SVETIK: A Family Memoir of Sviatoslav Richter
Composition: Foreword by Vladimir Ashkenazy ~ Introduction by Bruno Monsaingeon ~ A Note on the Origins of this Book by Anthony Phillips ~ Acknowledgements ~ Moskalew Family Genealogy ~ Notes on Names, Places and Dates ~ Part I: Three Sisters by Walter Moskalew (Prologue; 1. Zhitomir, Odessa and the War; 2. Schwäbisch Gmünd; 3. Nyuta, Svetik and Meri; 4. More Tours of America; 5. Sorrow and Joy; 6. Reginald and Dora; 7. Holding On to Imagination with Both Hands #) ~ Part II: My Life – The Memoirs of Anna Moskalewa-Richter ~ Part III: Sketches by Tamara Moskalewa/Dagmar von Reincke (1. Lenochka’s Death; 2. A Quite Different Sort of Boy: Introduction; The Dandelion; The Pastrycooks; Wasps; Nyurka; A Rainy Day; The Cinema; Vignettes) ~ Appendices ~ Glossary of Names and Places ~ Index
For well over half a century, since the Soviet regime first allowed Sviatoslav Richter to travel to the west, his name has been synonymous with the very pinnacle of pianistic art. His recorded legacy, extending from 1947 to 1994 – over 80 per cent of it from live performances – is one of the largest and most admired ever assembled by any musician anywhere. Yet this prodigiously gifted artist, whose personality Pierre Boulez characterised as being ‘greater than the possibilities offered to him by the piano and broader than the very concept of complete mastery of the instrument’, underwent no formal musical studies of any kind until at the age of 22 he left the relative obscurity of the Ukraine, where he had been born in 1915, to seek the advice of Russia’s most celebrated piano pedagogue, Heinrich Neuhaus, in Moscow. Neuhaus’ astonished reaction to his first encounter with Richter, and his declaration that ‘to teach one who already knows will only do damage’, have passed into legend.
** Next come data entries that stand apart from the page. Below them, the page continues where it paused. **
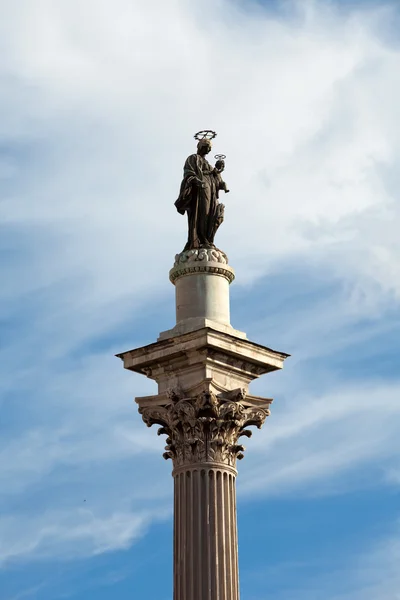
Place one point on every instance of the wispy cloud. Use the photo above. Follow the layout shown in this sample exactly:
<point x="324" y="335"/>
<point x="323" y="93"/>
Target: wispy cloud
<point x="99" y="106"/>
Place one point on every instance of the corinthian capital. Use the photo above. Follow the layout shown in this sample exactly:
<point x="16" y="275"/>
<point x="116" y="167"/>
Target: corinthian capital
<point x="204" y="428"/>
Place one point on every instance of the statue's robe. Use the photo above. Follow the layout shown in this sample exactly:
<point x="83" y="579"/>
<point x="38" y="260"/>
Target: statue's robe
<point x="198" y="196"/>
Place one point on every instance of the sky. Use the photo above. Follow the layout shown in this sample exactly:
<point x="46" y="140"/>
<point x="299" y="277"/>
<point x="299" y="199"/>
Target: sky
<point x="99" y="102"/>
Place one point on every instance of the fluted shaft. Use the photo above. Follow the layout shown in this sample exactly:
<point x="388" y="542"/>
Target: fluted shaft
<point x="205" y="533"/>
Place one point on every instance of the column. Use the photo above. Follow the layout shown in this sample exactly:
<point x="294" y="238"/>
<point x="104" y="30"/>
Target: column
<point x="205" y="534"/>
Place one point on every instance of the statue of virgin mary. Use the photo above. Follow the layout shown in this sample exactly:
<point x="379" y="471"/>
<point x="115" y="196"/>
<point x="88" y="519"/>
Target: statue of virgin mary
<point x="198" y="197"/>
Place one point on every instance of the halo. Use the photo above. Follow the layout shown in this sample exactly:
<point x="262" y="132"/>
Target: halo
<point x="206" y="134"/>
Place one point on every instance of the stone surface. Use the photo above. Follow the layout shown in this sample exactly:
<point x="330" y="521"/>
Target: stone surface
<point x="204" y="429"/>
<point x="189" y="361"/>
<point x="205" y="535"/>
<point x="189" y="325"/>
<point x="203" y="368"/>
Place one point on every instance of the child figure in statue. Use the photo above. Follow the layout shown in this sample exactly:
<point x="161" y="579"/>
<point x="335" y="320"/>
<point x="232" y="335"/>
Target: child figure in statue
<point x="198" y="196"/>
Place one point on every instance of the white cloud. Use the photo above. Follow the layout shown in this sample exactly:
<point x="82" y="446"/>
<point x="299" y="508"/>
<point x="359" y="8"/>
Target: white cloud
<point x="100" y="101"/>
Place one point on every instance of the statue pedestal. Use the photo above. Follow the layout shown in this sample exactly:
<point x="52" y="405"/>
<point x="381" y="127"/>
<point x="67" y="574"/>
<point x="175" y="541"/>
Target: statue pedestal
<point x="201" y="278"/>
<point x="203" y="368"/>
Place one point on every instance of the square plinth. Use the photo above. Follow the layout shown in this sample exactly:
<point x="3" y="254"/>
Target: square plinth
<point x="186" y="361"/>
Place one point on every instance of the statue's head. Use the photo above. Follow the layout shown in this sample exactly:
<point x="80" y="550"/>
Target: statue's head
<point x="204" y="146"/>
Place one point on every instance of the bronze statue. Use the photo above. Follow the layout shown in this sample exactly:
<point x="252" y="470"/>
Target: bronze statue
<point x="199" y="194"/>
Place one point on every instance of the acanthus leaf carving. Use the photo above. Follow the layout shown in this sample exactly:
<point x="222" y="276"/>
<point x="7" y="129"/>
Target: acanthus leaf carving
<point x="204" y="428"/>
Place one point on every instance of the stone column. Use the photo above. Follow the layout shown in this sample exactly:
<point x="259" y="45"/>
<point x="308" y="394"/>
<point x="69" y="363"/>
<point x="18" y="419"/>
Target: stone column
<point x="203" y="368"/>
<point x="205" y="534"/>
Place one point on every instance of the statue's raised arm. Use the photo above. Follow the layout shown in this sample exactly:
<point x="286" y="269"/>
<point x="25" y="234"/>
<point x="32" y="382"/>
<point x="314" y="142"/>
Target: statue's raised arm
<point x="198" y="195"/>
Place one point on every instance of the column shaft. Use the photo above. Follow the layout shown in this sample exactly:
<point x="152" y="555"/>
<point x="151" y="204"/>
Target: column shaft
<point x="205" y="535"/>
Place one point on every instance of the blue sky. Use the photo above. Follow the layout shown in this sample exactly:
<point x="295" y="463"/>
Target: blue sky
<point x="99" y="102"/>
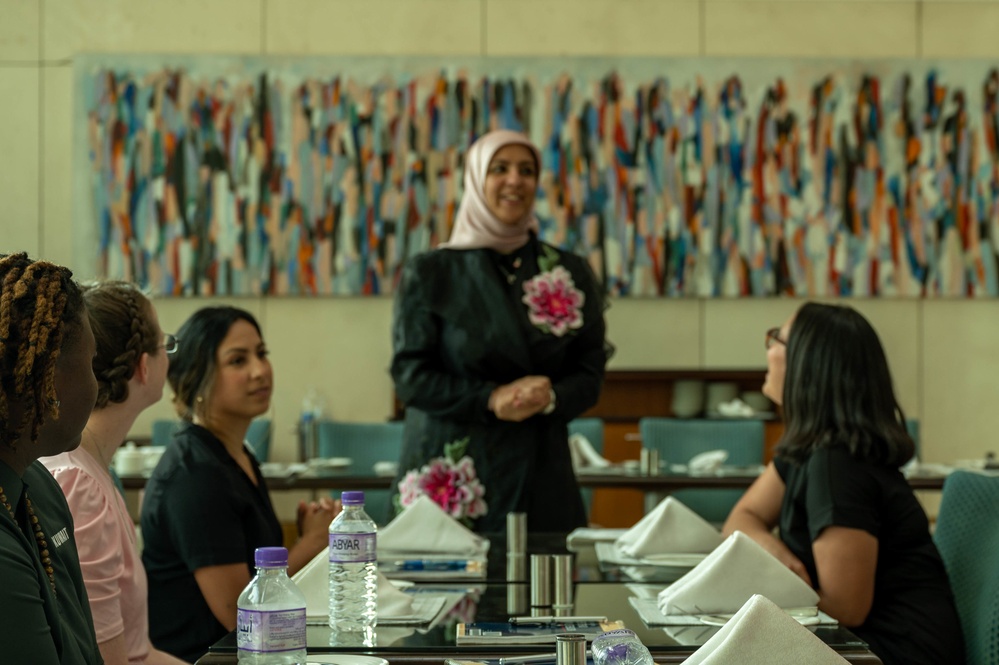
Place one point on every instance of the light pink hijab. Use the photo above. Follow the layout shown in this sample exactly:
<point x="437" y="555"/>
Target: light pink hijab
<point x="475" y="226"/>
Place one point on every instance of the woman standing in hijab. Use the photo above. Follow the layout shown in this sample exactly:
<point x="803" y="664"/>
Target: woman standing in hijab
<point x="499" y="338"/>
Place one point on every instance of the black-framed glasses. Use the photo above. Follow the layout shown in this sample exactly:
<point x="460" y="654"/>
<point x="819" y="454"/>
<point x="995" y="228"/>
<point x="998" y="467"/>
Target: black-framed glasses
<point x="170" y="343"/>
<point x="773" y="337"/>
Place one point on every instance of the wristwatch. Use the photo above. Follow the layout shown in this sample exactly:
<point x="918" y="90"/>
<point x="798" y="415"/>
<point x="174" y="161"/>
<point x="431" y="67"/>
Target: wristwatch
<point x="551" y="403"/>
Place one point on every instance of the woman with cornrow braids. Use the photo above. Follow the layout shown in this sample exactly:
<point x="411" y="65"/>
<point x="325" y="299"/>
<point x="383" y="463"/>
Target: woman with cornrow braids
<point x="47" y="390"/>
<point x="131" y="369"/>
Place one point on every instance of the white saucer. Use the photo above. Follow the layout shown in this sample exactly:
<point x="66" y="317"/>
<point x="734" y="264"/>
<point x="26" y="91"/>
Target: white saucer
<point x="344" y="659"/>
<point x="331" y="463"/>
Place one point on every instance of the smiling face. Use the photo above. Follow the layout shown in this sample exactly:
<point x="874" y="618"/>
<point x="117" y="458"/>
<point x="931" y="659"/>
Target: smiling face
<point x="243" y="375"/>
<point x="773" y="384"/>
<point x="511" y="183"/>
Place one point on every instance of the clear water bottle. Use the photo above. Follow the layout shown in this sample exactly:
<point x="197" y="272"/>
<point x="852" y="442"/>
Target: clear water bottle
<point x="620" y="647"/>
<point x="353" y="577"/>
<point x="270" y="616"/>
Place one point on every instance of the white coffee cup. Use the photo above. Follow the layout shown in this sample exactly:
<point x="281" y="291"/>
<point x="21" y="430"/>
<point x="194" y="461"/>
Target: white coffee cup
<point x="129" y="460"/>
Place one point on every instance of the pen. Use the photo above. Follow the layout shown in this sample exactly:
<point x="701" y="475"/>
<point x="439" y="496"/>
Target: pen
<point x="536" y="658"/>
<point x="423" y="564"/>
<point x="527" y="621"/>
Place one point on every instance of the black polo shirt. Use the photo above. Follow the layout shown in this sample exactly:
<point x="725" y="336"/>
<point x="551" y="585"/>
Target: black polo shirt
<point x="200" y="509"/>
<point x="913" y="618"/>
<point x="37" y="627"/>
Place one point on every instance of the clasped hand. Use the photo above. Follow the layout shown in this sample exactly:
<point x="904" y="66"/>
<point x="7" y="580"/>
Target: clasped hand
<point x="521" y="399"/>
<point x="315" y="517"/>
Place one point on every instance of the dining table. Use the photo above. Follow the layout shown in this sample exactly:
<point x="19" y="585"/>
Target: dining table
<point x="290" y="477"/>
<point x="598" y="588"/>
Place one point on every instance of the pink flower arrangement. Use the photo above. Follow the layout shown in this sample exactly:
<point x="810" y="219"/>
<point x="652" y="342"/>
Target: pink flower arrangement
<point x="449" y="481"/>
<point x="554" y="303"/>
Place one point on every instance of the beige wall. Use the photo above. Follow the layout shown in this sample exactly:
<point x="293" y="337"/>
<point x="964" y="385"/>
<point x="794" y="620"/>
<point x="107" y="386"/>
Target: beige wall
<point x="942" y="353"/>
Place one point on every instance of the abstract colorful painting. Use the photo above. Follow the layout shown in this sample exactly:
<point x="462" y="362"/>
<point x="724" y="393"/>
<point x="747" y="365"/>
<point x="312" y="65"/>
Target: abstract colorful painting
<point x="674" y="178"/>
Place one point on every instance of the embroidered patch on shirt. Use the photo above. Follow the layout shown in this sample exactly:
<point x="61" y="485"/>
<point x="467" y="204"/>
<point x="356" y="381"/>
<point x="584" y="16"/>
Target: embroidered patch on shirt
<point x="60" y="537"/>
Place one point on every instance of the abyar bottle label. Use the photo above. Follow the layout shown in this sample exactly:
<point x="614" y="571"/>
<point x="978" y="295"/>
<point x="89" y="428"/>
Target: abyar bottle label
<point x="274" y="631"/>
<point x="352" y="547"/>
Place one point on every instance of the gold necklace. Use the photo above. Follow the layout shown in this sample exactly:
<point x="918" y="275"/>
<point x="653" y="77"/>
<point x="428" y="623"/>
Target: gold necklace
<point x="43" y="546"/>
<point x="511" y="277"/>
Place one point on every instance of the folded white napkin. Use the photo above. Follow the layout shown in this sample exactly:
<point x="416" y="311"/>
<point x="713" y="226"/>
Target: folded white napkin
<point x="736" y="408"/>
<point x="424" y="527"/>
<point x="313" y="580"/>
<point x="762" y="634"/>
<point x="583" y="454"/>
<point x="670" y="528"/>
<point x="730" y="575"/>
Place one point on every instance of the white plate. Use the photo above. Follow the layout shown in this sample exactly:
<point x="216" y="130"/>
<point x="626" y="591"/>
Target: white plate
<point x="385" y="468"/>
<point x="330" y="463"/>
<point x="707" y="462"/>
<point x="344" y="659"/>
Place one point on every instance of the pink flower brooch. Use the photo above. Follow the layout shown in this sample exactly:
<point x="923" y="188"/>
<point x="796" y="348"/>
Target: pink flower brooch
<point x="554" y="304"/>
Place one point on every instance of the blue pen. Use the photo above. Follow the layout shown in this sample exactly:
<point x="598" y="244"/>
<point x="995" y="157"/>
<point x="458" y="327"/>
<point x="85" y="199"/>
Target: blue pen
<point x="423" y="564"/>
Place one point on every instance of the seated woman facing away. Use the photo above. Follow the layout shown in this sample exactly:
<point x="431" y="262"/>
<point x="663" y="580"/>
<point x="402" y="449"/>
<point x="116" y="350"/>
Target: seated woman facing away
<point x="206" y="507"/>
<point x="47" y="390"/>
<point x="849" y="523"/>
<point x="131" y="367"/>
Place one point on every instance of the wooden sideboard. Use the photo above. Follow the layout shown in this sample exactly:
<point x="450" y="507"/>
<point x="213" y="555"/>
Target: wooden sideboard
<point x="629" y="395"/>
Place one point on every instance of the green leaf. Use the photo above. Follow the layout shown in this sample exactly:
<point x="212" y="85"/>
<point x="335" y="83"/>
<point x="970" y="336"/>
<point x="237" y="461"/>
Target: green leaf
<point x="455" y="450"/>
<point x="549" y="260"/>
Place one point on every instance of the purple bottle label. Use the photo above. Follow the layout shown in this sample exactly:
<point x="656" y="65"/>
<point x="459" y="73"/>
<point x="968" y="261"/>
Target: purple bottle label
<point x="274" y="631"/>
<point x="353" y="547"/>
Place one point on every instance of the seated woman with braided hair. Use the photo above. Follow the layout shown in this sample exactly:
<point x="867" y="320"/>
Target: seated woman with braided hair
<point x="131" y="368"/>
<point x="47" y="390"/>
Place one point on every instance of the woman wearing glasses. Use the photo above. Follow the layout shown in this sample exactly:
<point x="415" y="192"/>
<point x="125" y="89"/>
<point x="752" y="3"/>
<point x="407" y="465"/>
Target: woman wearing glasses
<point x="131" y="368"/>
<point x="849" y="523"/>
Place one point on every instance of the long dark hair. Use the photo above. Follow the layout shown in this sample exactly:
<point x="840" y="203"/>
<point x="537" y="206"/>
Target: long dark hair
<point x="192" y="366"/>
<point x="838" y="389"/>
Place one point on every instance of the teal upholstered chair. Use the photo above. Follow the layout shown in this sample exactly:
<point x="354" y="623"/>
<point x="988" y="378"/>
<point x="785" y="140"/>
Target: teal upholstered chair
<point x="593" y="430"/>
<point x="967" y="535"/>
<point x="365" y="444"/>
<point x="678" y="440"/>
<point x="163" y="430"/>
<point x="258" y="437"/>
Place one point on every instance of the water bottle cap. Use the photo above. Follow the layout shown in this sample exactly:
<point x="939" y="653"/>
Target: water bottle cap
<point x="615" y="634"/>
<point x="353" y="498"/>
<point x="271" y="557"/>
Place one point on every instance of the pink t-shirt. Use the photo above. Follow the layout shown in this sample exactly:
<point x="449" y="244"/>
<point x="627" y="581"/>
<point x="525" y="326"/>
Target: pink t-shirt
<point x="105" y="537"/>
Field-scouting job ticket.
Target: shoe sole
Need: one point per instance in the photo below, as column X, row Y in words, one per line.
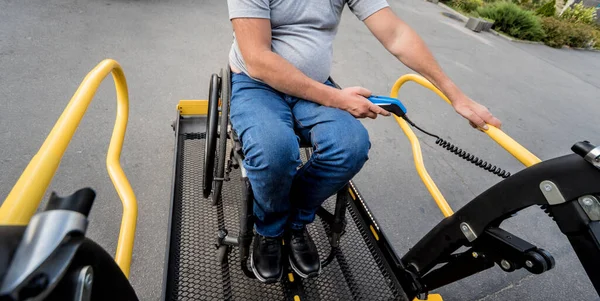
column 261, row 278
column 305, row 276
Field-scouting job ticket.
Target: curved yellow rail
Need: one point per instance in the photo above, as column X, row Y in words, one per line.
column 510, row 145
column 25, row 197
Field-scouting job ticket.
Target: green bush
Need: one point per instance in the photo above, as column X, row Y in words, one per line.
column 579, row 14
column 556, row 32
column 546, row 10
column 466, row 5
column 561, row 32
column 513, row 20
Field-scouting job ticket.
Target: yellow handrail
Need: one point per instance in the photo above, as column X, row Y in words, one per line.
column 513, row 147
column 25, row 197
Richter, a famously reclusive man outside a small circle of trusted companions, resisted speaking or writing about himself. As a result, comparatively little is known about his life before his move to Moscow. This lavishly illustrated book provides unique insights into the childhood and formative years of ‘Svetik’ – ‘Little Light’, as he was always known within the large and unusually creative family circle – in a provincial Ukrainian city during the traumatic years of revolution, civil war, famine and wartime occupation by German and Romanian forces. Walter Moskalew, Richter’s much younger cousin, is guardian of a rich collection of photographs, reminiscences, drawings and letters of family members, notably the memoirs of Richter’s mother Anna and his twenty-year-long correspondence with his beloved Aunt Meri. Walter Moskalew has collaborated with editor and translator Anthony Phillips to produce an indispensable account of the influences that shaped the artistry and world-view of the phenomenon that was Sviatoslav Richter.